Horses joined her menagerie as the expression of strength, power, and fearlessness. One day she found herself painting a magnificent chestnut battle horse. Viewing the completed face of Troy, as she titled this warrior, Wolf was amazed by the end product. "He changed something in me," she says, "and that has not left me. I feel more confident, bolder...stronger somehow...from painting horses. They give me such pride and confidence."

She cites the heroic nature of horses as the inspiration for this confidence. "The horse is showing me that now I can stand up for who I am and what I believe in." This deep sense of individualism is reflected in how Wolf imbues each of her horses with unique personality. She names them for the Greco-Roman gods, reflecting their awe-inspiring quality and transcendent nobility. Morpheus, Aphrodite, and a rugged Zeus who glances back with a piercing stare, as if to convey there is no hiding from these all-knowing creatures.

Apollo epitomizes Wolf’s archetypal depiction of the horse. In almost any setting, this work commands attention. The stark background gives the viewer no place else to look but at the head, which looms four feet tall. The face and neck musculature is crammed with enough power to convey the horse’s overall strength and athleticism. The pastel paint captures the velvet texture of the skin, the liquid orb of the eye, and the flowing strokes of the mane. Wolf emphasizes that which interests her – texture, mood, and composition – dispensing with all else, including anatomical realism.

Wolf admits to a lifelong affection for horses. She rode western as a child in upstate New York, and learned to ride English as an adult while living and working in the competitive environment of the New York art scene in Manhattan, where she enjoyed Central Park on hoof. Despite her roots on the East Coast, she felt the pull of the West, and after numerous trips and vacations spent in Big Sky country, she relocated to Montana in 1998.
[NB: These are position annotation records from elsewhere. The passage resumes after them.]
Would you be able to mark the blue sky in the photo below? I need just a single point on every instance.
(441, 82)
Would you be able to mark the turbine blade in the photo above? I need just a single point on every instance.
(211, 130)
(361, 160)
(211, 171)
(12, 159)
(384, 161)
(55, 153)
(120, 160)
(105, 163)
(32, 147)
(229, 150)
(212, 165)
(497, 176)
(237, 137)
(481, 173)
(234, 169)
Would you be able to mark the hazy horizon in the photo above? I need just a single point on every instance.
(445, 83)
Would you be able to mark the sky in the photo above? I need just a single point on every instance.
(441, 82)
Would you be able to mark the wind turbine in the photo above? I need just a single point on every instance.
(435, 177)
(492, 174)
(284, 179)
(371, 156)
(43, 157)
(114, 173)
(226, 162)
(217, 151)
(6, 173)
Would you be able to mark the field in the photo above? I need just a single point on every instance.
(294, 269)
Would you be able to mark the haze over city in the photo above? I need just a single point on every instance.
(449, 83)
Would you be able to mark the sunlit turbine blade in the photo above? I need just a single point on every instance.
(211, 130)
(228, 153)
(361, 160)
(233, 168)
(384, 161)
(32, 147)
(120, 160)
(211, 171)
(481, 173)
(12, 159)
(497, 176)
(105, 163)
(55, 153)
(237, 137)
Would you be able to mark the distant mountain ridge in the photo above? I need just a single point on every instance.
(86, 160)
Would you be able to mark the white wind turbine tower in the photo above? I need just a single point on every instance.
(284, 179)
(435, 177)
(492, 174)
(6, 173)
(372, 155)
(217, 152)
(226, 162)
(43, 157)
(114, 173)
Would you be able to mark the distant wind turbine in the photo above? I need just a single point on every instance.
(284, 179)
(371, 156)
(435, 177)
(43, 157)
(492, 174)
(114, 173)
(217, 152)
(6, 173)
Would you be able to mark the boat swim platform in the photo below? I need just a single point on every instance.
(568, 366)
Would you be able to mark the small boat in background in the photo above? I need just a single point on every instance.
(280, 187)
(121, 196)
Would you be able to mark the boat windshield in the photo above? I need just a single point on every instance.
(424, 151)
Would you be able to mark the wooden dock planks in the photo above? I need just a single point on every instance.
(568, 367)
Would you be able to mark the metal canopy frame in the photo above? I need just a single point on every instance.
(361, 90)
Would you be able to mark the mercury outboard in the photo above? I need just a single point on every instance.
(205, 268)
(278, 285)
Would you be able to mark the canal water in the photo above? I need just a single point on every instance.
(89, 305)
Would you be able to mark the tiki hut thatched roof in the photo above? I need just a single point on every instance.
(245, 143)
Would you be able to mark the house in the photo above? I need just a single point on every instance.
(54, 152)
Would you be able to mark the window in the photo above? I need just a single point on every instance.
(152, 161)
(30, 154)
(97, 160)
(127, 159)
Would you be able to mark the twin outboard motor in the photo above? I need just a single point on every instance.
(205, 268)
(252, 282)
Wolf likes to think of these equine paintings as her "Horse Campaign", a heartfelt mission to capture the allure of these majestic beasts. She does not foresee the campaign ending anytime soon. "They are a force I cannot keep away from," she says. For Brenda Wolf, horses are the embodiment of strength, grace, and nobility in one dynamic form. And every horse she paints represents a personal adventure. "Each time I begin a new horse painting, I feel as if I am unleashing the horse from the paper. Once the eye and muzzle are drawn, the horse takes breath. Then the horse and I are on for the ride of our lives!"